Transposable element annotation
Transposable elements and, more generally, transposable element-rich regions are under-represented in short-read assemblies. To investigate this aspect, they performed transposable element detection for our three genomes and the three available reference assemblies. Transposable elements were annotated using RepeatMasker (with default parameters, taxon eudicotyledons for Brassica) and transposable element libraries. The transposable element database generated was used to annotate the B. oleracea genome. They masked 37.82% of the genome of B. oleracea.
Gene prediction
Gene prediction was done using proteomes from homologous species. For B. oleracea, they used the proteomes of B. oleracea (UP000032141), B. napus and A. thaliana. Low complexity in protein sequences was masked with the SEG algorithm.
Low complexity in genomic sequences was masked using the DustMasker algorithm Tandem repeats were masked using Tandem Repeat Finder. The transposable elements detected by RepeatMasker were also masked for the gene prediction step.
The proteomes were aligned to the genomes in two steps. First, BLAT (default parameters) was used to quickly localize corresponding putative genes of the proteins on the genome. The best match and matches with a score of ≥ 90% (70% for A. thaliana proteins) of the best-match score were retained. Second, the alignments were refined using Genewise (default parameters), which is more precise for intron–exon boundary detection. Alignments were kept if more than 80% of the length of the protein was aligned to the genome.
They integrated the protein homologies using a combiner called Gmove to predict gene structures. This tool can find coding sequences based on the protein mapping structures. It is easy to use with no need for a pre-calibration step. Briefly, putative exons and introns, extracted from the alignments, were used to build a simplified graph by removing redundancies. Then, Gmove extracted all paths from the graph and searched for open reading frames consistent with the protein evidence. A selection step was applied to all candidate genes, essentially based on gene structure.

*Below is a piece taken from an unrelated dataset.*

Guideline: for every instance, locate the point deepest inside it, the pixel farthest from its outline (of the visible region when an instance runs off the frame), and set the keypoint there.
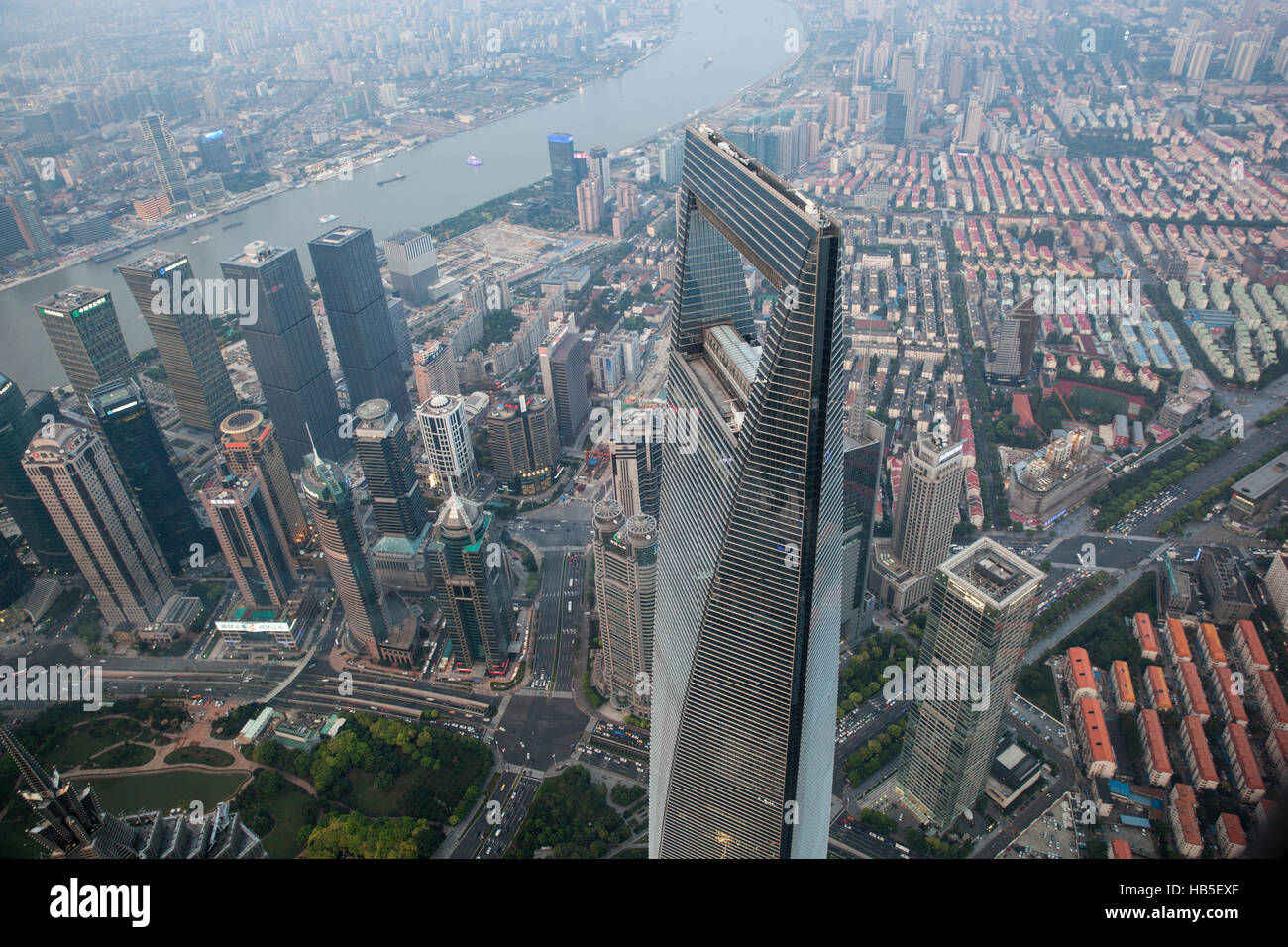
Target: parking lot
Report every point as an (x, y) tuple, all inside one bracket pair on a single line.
[(1050, 836)]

Finally, they used the pan-genome of B. oleracea to complete the gene catalogue. They aligned these two protein databases using the same workflow and integrated the results using Gmove. The final gene catalogues of B. oleracea is composed of the first Gmove results with the predicted genes (based on pan-genome) that do not overlap with any previous annotation.
Using this pipeline, 61,279 gene models were predicted for B. oleracea. They assessed the completeness of the annotation using BUSCO (embryophyta data set) and detected a similar (or higher) proportion of complete genes when compared with existing gene annotations. Moreover, they computed the annotation evaluation distance for the three genomes using the existing gene catalogues as reference annotation.